Er erzählt, wie ihm die (mit unserer Unterstützung eingeführte,) neue Wirtschaftsform “New Work” bei i+m, das ungewöhnliche Projekt einer einjährigen Auszeit als Unternehmer ermöglicht hat und welche äußeren und innerlichen Herausforderungen, dabei zu bewältigen waren (und immer noch sind) – sowohl auf Seiten der Mitarbeitenden als auch bei ihm als Unternehmer.
Von Jörg von Kruse
Um zu verstehen, wie dies zusammenhängt, muss ich etwas weiter in die Vergangenheit zurückgehen, versuche mich aber kurz zu halten: Mein Name ist Jörg von Kruse, ich bin Inhaber und Geschäftsführer der Firma i+m Naturkosmetik. Das Unternehmen wurde bereits vor 44 Jahren gegründet und gehört zu den Pionierunternehmen der deutschen Bio-Bewegung.

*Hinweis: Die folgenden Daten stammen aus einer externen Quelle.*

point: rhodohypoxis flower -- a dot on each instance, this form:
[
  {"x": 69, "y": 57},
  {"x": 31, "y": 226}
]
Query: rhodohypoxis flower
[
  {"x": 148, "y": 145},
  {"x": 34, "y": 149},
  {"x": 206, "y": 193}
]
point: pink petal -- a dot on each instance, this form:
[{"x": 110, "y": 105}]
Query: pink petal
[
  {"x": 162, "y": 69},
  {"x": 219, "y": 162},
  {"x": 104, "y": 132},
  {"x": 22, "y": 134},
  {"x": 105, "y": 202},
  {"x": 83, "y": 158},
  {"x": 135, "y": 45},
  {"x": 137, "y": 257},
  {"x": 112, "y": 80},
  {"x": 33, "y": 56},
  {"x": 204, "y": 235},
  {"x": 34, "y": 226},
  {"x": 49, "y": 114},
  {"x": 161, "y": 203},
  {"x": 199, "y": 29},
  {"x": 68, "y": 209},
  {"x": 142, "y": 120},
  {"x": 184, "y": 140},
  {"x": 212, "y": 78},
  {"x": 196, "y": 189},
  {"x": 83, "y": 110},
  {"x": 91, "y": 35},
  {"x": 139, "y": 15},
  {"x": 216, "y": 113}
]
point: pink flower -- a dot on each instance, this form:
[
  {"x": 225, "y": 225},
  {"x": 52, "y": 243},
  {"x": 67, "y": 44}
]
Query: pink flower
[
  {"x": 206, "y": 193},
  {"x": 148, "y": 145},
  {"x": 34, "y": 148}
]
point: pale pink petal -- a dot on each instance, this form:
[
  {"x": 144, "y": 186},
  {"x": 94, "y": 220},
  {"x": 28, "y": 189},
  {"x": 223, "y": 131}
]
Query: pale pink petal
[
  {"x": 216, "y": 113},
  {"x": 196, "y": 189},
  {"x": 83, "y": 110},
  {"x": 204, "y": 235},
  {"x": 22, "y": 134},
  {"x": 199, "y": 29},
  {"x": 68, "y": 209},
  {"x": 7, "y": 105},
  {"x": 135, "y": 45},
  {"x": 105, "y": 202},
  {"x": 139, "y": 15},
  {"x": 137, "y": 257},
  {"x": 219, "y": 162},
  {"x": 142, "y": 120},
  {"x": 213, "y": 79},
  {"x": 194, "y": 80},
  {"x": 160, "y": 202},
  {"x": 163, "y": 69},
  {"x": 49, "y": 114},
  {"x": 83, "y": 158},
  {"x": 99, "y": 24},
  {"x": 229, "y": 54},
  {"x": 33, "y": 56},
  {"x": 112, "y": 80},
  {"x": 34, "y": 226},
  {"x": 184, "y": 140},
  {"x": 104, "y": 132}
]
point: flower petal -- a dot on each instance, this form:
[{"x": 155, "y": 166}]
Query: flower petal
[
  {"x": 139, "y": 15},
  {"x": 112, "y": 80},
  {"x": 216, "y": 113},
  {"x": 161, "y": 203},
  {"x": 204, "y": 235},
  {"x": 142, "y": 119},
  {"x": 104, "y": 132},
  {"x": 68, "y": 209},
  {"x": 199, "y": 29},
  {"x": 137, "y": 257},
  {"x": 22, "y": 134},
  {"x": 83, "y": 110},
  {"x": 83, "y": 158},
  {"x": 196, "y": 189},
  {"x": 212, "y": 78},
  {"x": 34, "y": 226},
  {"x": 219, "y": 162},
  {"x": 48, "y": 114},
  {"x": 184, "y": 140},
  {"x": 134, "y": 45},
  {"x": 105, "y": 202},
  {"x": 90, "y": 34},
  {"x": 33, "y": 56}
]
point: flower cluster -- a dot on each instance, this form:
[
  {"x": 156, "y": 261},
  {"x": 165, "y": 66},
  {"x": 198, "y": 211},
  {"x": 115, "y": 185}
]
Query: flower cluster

Nachdem i+m, unter anderem wegen seiner starken idealistischen Ausrichtung, vor 15 Jahren in die Krise geriet, wurde ich als anwaltlicher Berater hinzugezogen. Leider war eine Rettung nicht mehr möglich, und es gab schließlich nur noch die Alternative der Zerschlagung oder eines Neuanfangs mit mir. Da ich zu diesem Zeitpunkt ohnehin vorhatte, ein nachhaltiges Unternehmen zu gründen, hängte ich meinen Beruf als Rechtsanwalt an den Nagel, übernahm i+m und baute das Unternehmen, gemeinsam mit anderen engagierten Menschen, wieder auf.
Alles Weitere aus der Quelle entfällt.